Atlantic Station is nice. It is mostly built out, and the area known as “The District” is centered on a park that is flanked by pedestrian-friendly retail, with a Publix grocery store, Target, and hotel and office towers at the edge.

The District is much like other new mixed-use town centers built in the last five years in terms of mix of uses and design. The stunning thing is the entire area is built over the three-story parking structure I described before. Since the site is a former steel mill, apparently they couldn’t dig down (too dirty, too expensive, or both), so they built three stories of “underground” parking above ground, and treat the fourth level as the ground level. It is ingenious, but it can’t be cheap.

To the west is “The Commons,” which is an area of apartments and condos centered around Commons Park with a pleasant lake. The entrance to the Commons contains a huge arch, called Millennium Gate, which is not unlike the Arc de Triomphe in Paris.

Overall, Atlantic Station is a big, grand, and pretty impressive infill development, obviously created by numerous public and private entities.

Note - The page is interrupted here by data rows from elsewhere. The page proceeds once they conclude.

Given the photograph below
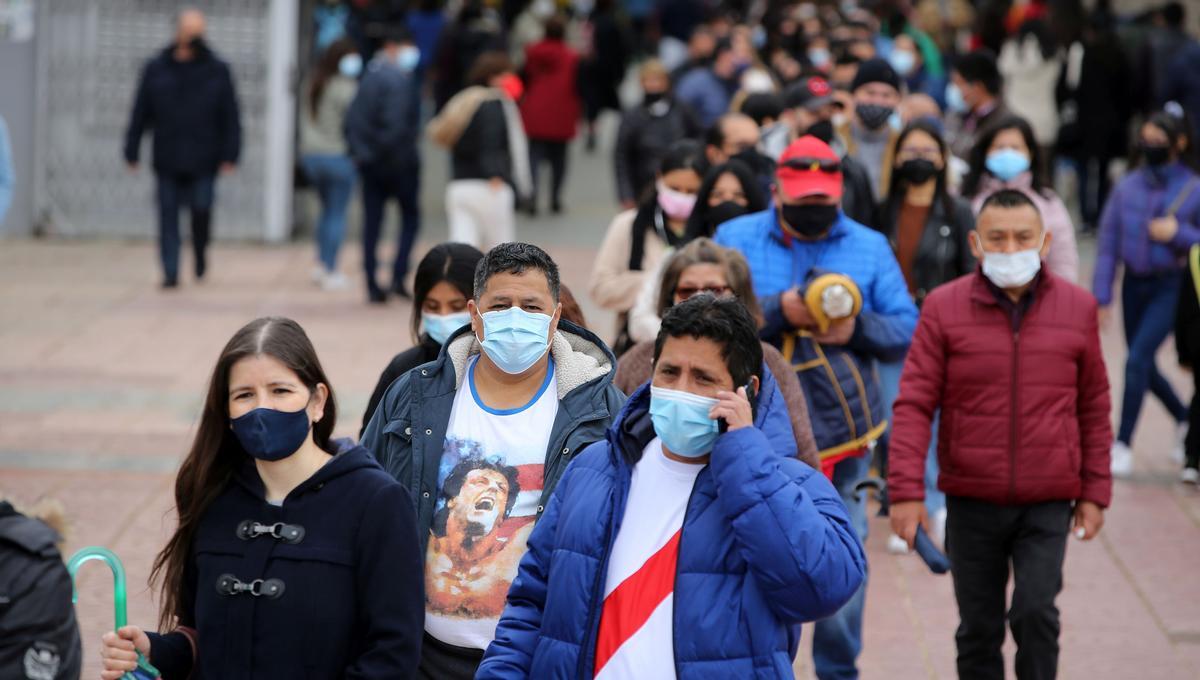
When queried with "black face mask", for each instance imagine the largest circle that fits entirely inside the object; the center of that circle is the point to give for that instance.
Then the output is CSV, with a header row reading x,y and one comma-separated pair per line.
x,y
809,221
917,170
721,214
822,130
874,116
1156,155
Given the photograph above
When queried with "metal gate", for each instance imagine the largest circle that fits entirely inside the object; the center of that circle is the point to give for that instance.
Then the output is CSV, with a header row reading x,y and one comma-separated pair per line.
x,y
90,56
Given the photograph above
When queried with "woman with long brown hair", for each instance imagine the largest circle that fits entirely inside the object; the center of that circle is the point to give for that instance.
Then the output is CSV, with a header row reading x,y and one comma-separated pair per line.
x,y
295,555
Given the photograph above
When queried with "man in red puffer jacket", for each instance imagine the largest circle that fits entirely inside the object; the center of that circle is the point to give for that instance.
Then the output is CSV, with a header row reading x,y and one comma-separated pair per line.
x,y
551,107
1012,356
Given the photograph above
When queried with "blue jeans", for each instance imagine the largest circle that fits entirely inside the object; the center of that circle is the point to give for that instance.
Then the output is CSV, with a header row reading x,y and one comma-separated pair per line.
x,y
838,639
381,185
889,387
175,192
334,176
1147,304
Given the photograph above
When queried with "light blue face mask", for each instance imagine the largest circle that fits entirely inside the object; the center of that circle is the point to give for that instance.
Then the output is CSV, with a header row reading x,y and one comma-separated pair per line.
x,y
408,58
351,65
903,60
682,422
515,340
954,100
1007,163
441,326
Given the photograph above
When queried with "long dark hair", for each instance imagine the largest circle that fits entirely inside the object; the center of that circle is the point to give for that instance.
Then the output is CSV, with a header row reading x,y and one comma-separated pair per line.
x,y
1175,126
978,157
899,186
451,263
683,155
327,67
756,202
216,453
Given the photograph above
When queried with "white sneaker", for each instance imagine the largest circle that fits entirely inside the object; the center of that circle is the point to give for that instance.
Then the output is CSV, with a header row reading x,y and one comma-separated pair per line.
x,y
897,546
1122,459
1179,452
937,522
334,281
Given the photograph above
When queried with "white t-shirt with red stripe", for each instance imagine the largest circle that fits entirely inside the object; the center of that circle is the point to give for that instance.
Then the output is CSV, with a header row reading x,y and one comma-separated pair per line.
x,y
636,627
489,486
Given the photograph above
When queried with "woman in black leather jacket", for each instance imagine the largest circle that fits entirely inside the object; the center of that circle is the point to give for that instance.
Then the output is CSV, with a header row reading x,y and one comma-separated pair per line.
x,y
927,226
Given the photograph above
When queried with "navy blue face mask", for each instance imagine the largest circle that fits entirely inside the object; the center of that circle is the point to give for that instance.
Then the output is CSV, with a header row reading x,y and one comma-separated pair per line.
x,y
269,434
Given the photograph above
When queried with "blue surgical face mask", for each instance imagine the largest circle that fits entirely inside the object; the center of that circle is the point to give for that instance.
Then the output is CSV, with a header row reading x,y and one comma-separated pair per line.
x,y
515,340
1007,163
351,65
954,100
903,60
682,422
408,58
441,326
269,434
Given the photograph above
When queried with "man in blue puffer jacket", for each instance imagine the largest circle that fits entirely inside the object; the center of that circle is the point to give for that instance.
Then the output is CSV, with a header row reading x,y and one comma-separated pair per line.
x,y
684,497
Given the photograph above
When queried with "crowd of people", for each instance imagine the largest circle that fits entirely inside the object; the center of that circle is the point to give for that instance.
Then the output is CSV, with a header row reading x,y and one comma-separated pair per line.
x,y
838,254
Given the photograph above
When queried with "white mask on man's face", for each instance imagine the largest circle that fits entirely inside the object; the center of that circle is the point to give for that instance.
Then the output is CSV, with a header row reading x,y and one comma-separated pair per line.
x,y
1012,270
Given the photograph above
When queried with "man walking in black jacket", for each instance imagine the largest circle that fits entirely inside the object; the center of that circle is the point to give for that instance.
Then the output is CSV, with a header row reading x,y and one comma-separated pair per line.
x,y
186,97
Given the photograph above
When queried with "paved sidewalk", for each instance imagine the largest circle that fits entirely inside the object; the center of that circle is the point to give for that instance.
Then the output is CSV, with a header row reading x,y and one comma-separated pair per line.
x,y
101,379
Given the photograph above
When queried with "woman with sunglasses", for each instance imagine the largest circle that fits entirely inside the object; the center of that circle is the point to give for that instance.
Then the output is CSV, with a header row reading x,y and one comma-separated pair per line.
x,y
637,239
730,191
928,229
703,266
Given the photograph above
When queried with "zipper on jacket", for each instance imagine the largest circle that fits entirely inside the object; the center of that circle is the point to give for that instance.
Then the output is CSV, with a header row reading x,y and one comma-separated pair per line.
x,y
1013,407
675,583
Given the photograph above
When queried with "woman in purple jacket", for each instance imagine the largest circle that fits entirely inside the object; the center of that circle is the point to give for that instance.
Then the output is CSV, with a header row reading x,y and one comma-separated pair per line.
x,y
1150,221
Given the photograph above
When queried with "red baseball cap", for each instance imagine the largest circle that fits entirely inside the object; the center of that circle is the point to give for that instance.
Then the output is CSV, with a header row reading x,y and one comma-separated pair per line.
x,y
809,167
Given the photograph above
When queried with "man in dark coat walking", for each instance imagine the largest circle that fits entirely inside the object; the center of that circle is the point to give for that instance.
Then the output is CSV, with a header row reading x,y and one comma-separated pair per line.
x,y
186,97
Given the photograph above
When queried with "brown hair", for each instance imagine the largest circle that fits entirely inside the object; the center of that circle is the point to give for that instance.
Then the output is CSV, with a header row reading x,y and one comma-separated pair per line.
x,y
706,251
216,453
327,67
487,66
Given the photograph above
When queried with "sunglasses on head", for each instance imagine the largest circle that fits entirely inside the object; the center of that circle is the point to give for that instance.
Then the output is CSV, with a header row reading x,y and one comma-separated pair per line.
x,y
813,164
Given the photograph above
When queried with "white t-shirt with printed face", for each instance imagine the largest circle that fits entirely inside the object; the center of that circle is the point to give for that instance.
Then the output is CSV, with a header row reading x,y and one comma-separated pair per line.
x,y
636,627
489,486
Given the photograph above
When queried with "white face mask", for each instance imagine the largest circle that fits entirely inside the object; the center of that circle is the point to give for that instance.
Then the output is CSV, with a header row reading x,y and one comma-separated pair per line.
x,y
1012,270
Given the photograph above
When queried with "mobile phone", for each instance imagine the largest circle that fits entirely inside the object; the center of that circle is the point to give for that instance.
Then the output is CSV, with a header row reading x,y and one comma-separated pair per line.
x,y
751,395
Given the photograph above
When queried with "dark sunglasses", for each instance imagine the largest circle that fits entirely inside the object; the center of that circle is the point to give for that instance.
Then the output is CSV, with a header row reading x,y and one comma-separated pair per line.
x,y
718,290
813,164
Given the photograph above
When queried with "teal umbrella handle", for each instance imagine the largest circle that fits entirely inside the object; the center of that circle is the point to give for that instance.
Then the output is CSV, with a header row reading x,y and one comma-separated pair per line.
x,y
94,553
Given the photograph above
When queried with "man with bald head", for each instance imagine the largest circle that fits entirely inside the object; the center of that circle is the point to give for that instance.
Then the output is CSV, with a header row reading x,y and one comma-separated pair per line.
x,y
186,97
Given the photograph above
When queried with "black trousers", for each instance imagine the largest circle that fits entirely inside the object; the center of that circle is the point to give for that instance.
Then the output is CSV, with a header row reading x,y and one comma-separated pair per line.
x,y
555,152
982,540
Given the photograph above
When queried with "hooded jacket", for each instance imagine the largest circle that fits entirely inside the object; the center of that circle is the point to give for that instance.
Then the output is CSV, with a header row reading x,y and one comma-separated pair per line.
x,y
766,545
349,601
408,429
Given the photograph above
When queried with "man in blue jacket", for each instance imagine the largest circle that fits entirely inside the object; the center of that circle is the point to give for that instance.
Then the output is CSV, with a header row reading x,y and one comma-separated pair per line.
x,y
381,133
684,546
480,438
801,238
186,97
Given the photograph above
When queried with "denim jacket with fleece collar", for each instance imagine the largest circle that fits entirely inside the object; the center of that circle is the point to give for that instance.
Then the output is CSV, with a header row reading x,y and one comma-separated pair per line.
x,y
408,429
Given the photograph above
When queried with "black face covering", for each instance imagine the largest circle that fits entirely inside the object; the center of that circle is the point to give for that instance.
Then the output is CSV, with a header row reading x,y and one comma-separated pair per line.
x,y
874,116
721,214
917,170
809,221
1156,155
822,130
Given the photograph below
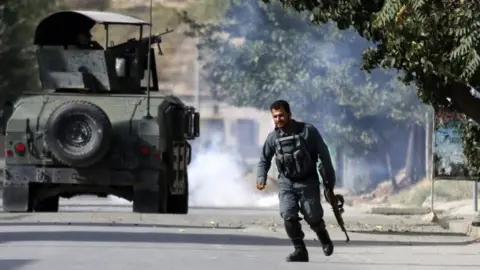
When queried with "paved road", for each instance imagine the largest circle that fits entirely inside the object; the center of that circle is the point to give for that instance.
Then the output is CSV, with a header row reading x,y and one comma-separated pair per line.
x,y
79,238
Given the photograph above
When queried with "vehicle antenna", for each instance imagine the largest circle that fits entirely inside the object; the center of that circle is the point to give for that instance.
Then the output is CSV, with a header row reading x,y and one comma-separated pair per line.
x,y
148,116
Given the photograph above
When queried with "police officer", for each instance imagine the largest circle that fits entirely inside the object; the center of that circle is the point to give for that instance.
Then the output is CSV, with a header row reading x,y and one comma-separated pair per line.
x,y
297,147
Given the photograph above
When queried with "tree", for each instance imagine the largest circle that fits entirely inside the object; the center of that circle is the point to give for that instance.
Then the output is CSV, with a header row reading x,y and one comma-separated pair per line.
x,y
434,44
257,54
18,20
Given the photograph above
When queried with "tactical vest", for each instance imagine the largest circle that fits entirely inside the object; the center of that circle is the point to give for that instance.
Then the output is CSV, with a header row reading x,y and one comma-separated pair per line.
x,y
292,157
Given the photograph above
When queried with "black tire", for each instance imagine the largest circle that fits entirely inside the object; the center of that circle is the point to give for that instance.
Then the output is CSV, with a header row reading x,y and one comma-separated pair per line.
x,y
85,119
50,204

But there is much more to Atlanta.

I next made a visit to Ethan (pronounced “Ay-tahn”) Davidson at the offices of Atlanta Beltline. The beltline is a 22-mile set of old rail corridors that circle the core city, and the organization is converting them to greenways, trails, parks, transit and sites for housing and other infill development. Mr. Davidson gave me a quick tour of the beltline and some great infill development that has already occurred nearby. I highly recommend visiting Inman Park and Glenwood Park next time you are in Atlanta. Atlanta Beltline offers bus tours and self-guided tours of the beltline. Check their website for more information.

All this urban touring worked up my appetite, so following a brief respite and wine tasting at the Ellis Hotel on Peachtree (named after my son), I heeded their directions and hailed a cab to Fat Matt’s Rib Shack for a half rack, potato salad, pecan pie and delicious 420 Extra Pale Ale by the Sweetwater Brewing Company.

I needed to walk off the meal a bit, so I ventured down to the Centennial Olympic Park, built in Atlanta for the 1996 games. Although the rain had abated, a mist still hung in the air, and nobody was about. It was delightful. I watched the big spitting musical fountains (Fountain of Rings) and wandered across the great lawn and up the garden walk. Every downtown deserves a nice park.

I’ll say this much – Atlanta may have gotten a well-deserved bad rap for sprawling every which way over the past couple decades, but I saw none of that. I’m not interested. What Atlanta has is a great core city, with a lovely downtown park and evolving beltline, good rail transit system, some very good examples of infill development, and excellent food. These things will serve the entire metro area well in the decades to come. I cannot wait to return, rent a bike and see more.